Mis pies ascendieron por la escalera de piedra lunar, cada paso resonando en el silencio como un latido en una cámara vacía. No sentía fatiga física -mi cuerpo parecía haber dejado atrás las leyes terrenales- pero sí una pesadez del alma, como si arrastrara el peso de todos mis olvidos. Cuando finalmente pisé el primer descanso, algo cambió. El aire vibró con una dulzura que me hizo contener el aliento, y un soplo cálido acarició mi rostro, llevando consigo el aroma.

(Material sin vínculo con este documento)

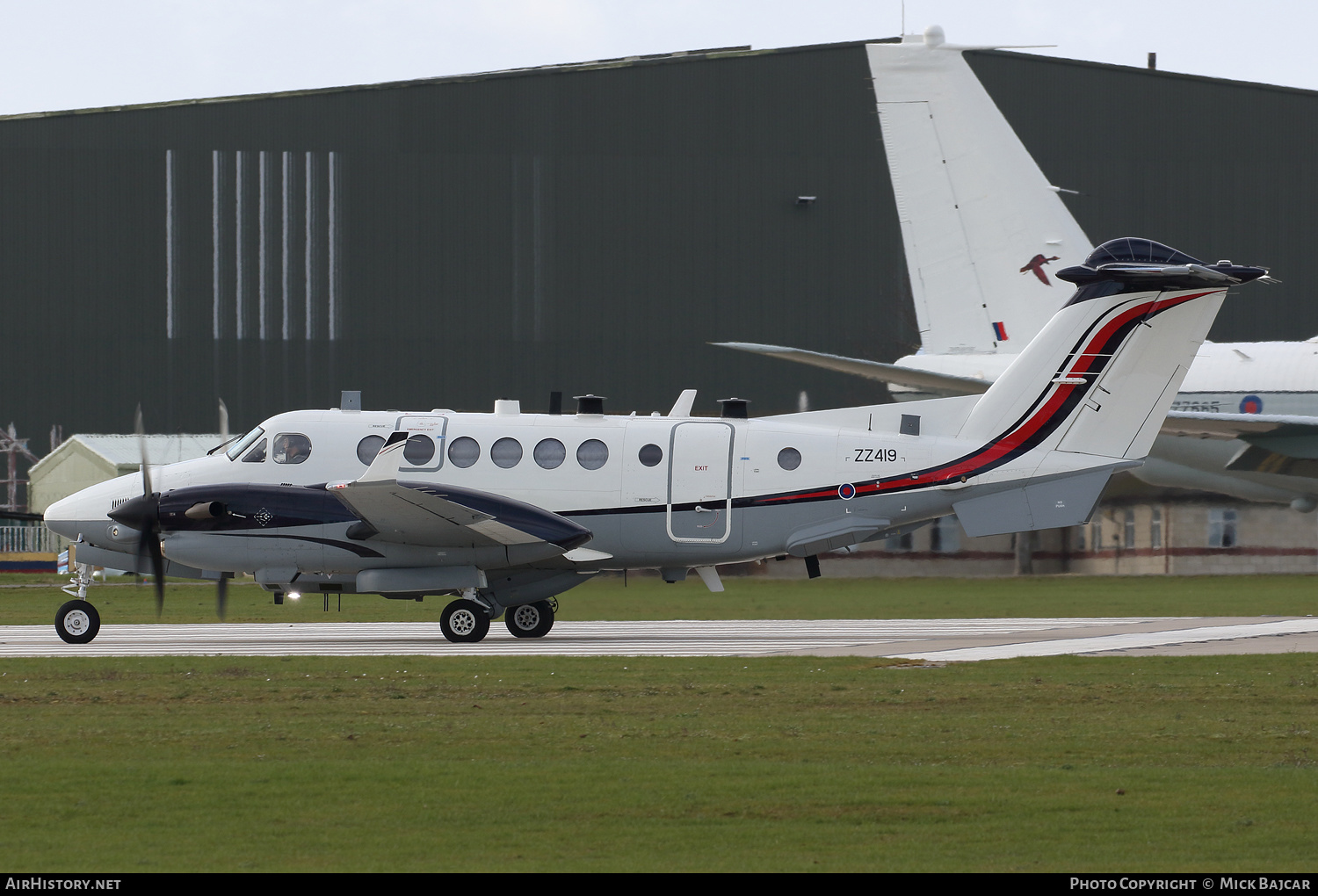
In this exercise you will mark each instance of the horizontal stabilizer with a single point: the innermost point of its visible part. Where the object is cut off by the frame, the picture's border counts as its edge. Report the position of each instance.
(928, 381)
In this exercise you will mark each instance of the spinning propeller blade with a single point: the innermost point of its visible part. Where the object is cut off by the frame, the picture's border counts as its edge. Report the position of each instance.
(149, 540)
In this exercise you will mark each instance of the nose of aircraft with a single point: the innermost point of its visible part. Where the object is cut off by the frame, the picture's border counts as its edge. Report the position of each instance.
(139, 513)
(61, 517)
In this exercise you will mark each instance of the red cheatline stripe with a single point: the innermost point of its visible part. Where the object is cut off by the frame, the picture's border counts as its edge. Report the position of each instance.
(1010, 442)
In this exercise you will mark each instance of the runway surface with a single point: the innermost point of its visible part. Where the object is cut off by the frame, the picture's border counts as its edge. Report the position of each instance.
(927, 639)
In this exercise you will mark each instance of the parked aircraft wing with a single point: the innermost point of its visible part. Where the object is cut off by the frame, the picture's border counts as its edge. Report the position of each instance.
(941, 384)
(1238, 426)
(1281, 444)
(445, 516)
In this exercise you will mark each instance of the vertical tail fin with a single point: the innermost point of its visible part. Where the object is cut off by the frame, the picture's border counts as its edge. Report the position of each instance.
(1099, 377)
(983, 229)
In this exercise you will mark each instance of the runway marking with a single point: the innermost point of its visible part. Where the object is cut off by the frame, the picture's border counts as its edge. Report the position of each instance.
(930, 639)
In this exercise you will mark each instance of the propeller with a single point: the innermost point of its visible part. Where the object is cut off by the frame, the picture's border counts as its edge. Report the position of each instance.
(147, 519)
(144, 516)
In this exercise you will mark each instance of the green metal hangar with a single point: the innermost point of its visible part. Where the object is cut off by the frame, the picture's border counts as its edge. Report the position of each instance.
(577, 228)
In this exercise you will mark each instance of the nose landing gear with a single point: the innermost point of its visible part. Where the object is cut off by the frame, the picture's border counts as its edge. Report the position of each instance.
(76, 622)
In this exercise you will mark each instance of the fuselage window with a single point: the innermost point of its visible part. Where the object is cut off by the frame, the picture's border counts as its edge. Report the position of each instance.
(419, 450)
(650, 455)
(506, 452)
(592, 453)
(550, 453)
(256, 455)
(464, 452)
(368, 448)
(292, 448)
(247, 443)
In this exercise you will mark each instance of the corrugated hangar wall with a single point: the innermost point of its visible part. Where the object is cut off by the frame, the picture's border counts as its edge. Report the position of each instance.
(582, 229)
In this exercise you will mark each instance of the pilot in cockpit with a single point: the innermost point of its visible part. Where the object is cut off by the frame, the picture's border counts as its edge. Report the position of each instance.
(292, 448)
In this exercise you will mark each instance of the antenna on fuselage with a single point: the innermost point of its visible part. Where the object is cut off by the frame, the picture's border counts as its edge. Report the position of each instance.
(682, 408)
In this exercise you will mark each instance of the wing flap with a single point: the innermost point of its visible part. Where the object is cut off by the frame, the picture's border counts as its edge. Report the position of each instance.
(447, 516)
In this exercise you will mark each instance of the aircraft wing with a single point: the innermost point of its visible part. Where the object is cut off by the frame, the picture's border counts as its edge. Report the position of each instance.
(1283, 444)
(445, 516)
(930, 381)
(1238, 426)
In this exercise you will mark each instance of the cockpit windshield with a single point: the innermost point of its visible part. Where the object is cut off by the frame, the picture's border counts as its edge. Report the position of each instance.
(244, 443)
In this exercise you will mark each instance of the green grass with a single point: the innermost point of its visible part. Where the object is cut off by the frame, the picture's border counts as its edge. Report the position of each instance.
(750, 597)
(658, 764)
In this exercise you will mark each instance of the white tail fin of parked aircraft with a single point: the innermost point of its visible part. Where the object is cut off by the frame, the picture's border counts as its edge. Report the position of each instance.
(985, 231)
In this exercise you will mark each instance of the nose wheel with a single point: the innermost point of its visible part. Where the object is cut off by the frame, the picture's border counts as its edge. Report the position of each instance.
(76, 622)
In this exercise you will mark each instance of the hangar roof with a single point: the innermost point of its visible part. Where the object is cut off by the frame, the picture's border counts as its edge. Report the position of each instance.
(124, 451)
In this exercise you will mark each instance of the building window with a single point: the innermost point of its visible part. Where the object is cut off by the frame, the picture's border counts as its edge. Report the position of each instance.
(945, 535)
(1222, 531)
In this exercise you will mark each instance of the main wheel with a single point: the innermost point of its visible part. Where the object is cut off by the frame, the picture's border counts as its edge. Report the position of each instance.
(530, 619)
(76, 622)
(464, 622)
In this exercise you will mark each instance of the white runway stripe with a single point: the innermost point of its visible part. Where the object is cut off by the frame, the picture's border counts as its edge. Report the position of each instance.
(936, 639)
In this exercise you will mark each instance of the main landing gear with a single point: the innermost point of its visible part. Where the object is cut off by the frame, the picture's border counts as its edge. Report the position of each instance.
(464, 622)
(467, 621)
(530, 619)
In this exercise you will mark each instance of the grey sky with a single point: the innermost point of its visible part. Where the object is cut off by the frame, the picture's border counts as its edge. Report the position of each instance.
(81, 53)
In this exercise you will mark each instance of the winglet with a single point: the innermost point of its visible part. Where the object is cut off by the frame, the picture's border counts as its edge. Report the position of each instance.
(385, 466)
(682, 408)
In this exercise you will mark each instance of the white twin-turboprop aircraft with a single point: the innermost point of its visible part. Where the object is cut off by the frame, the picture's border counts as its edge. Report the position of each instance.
(506, 510)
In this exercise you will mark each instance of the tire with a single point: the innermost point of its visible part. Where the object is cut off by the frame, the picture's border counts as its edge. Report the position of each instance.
(76, 622)
(530, 619)
(464, 622)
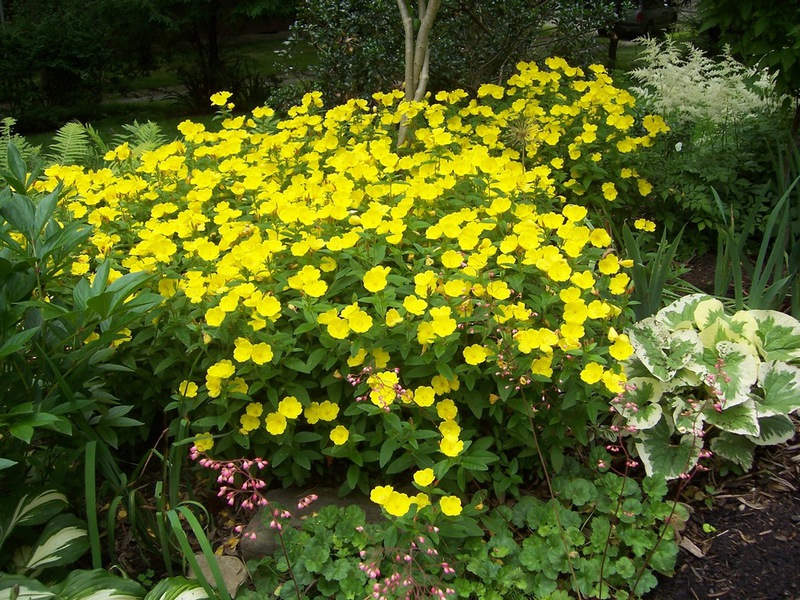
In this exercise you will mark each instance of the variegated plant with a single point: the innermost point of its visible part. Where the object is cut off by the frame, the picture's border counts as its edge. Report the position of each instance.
(701, 380)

No era un solo olor, sino una sinfonía olfativa que se desplegó ante mí como un tapiz de memorias. Primero, el café recién hecho de las mañanas infantiles, ese que mi padre preparaba cantando canciones desafinadas mientras el sol pintaba de oro la cocina. Luego, el perfume de vainilla y limón que impregnaba el delantal de mi madre cuando horneaba galletas los domingos lluviosos. Más allá, el olor a acetona mezclado con azúcar quemada que siempre rodeaba a mi abuelo cuando reparaba radios viejas en el garaje. Y finalmente, la fragancia de tierra húmeda y madera de cedro de la casa de campo donde pasé veranos descalza, corriendo entre girasoles más altos que yo.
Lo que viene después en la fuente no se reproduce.